A nurse came in and Claire recognized her as the one who earlier that day had predicted she would have a boy.
“I see you’re sitting up,” she said. “T
hat’s good. You should even take a little walk.”
Claire didn’t answer.
“Just need to take your temp,” the nurse said.
“You don’t remember me?” Claire said.
The nurse put the thermometer in Claire’s mouth and watched the Timex on her wrist.
“It was a girl,” Claire said.
At last the nurse glanced up. She took the thermometer from Claire and read it, carefully recording her temperature in the chart.
“It doesn’t matter now,” she said when she’d finished. She gave Claire a bright smile. “Water under the bridge.”
The hospital corridors were dim and silent. Claire’s legs felt heavy and clumsy as she moved along them, reading the room numbers as she passed. It was odd to have this swollen stomach, these large breasts, but to have such emptiness.
She paused at Room 401. Then she opened the door and stepped inside.

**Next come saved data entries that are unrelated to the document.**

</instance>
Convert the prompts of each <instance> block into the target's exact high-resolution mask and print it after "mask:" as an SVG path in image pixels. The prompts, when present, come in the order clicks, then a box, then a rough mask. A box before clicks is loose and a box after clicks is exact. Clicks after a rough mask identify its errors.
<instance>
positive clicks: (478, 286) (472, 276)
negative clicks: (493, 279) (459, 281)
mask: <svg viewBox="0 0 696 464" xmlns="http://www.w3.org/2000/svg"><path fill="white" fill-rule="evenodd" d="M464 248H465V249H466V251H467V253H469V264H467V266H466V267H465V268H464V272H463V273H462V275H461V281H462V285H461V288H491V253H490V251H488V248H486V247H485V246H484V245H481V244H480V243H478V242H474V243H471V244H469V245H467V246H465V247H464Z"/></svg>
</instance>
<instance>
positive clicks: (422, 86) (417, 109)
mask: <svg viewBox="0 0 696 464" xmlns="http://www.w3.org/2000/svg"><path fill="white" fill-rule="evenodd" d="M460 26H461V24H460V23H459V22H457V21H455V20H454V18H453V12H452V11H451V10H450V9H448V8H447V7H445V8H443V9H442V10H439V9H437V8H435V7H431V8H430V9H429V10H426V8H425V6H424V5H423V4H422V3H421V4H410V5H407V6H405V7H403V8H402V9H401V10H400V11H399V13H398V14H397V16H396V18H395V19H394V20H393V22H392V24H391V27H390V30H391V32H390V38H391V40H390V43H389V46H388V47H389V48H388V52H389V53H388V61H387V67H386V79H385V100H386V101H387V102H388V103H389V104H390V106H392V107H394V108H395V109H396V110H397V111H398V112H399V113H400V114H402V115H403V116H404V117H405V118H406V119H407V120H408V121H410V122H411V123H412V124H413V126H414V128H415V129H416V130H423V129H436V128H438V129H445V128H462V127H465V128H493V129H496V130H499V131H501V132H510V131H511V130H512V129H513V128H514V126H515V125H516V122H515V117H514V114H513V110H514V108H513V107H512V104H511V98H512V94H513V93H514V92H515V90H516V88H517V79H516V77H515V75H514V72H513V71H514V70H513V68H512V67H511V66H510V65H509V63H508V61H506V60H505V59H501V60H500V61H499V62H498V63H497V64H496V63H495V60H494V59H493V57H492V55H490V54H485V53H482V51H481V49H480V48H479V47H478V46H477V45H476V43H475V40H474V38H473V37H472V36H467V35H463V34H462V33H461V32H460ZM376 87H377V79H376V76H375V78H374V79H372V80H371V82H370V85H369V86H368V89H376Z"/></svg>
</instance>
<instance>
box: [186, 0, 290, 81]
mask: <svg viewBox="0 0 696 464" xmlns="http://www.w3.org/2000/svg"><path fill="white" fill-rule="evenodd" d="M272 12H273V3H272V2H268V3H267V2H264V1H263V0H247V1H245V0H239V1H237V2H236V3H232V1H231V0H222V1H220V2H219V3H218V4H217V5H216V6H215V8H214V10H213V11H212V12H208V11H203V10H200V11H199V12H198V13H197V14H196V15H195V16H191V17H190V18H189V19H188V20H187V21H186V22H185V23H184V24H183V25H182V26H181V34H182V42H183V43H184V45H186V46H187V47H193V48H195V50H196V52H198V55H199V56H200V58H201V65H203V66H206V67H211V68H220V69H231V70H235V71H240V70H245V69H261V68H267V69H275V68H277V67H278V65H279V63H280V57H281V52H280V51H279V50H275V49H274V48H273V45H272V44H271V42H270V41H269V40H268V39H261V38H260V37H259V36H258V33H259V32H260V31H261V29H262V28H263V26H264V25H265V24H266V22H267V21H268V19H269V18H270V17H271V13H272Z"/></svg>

Her mother-in-law lay on the bed, asleep. Her color was better, a bit more pink in the cheeks. And someone had combed her hair and pulled it into a long low braid.
“Birdy?” Claire said softly. “It’s Claire again.”
But she didn’t seem to hear her. A monitor sent lines across a screen, a steady row of ups and downs that reminded Claire of the way she drew waves as a child.
She hesitated. “Something bad happened today, Birdy, and I’ve been thinking about how no one talks about things. Do you know how many people have told me to not think? To move on?”
Claire licked her dry lips.
“I had an accident and the baby died.” Claire nodded, as if validating her own statement. “It was a girl,” she added.
At this, her mother-in-law’s eyes shot open and a look of panic crossed over her.
“Oh, Lotte!” she said, tears falling down her cheeks. “I’m so sorry about Pamela.”
“No, no, it’s me. Claire,” Claire said.
Birdy stared at her hard, then let out a sigh.
“I was confused,” she said, more to herself than to Claire. “For a moment I got confused.”
“That’s all right,” Claire said.
“Someone has died?” she asked. “A child?”
“The baby,” Claire said. “Our baby.”
“Oh, darling,” Birdy said, “how awful. If I weren’t in this bed, I would make you some tea and toast. Or maybe some broth.” She nodded. “I would listen to what you have to say.”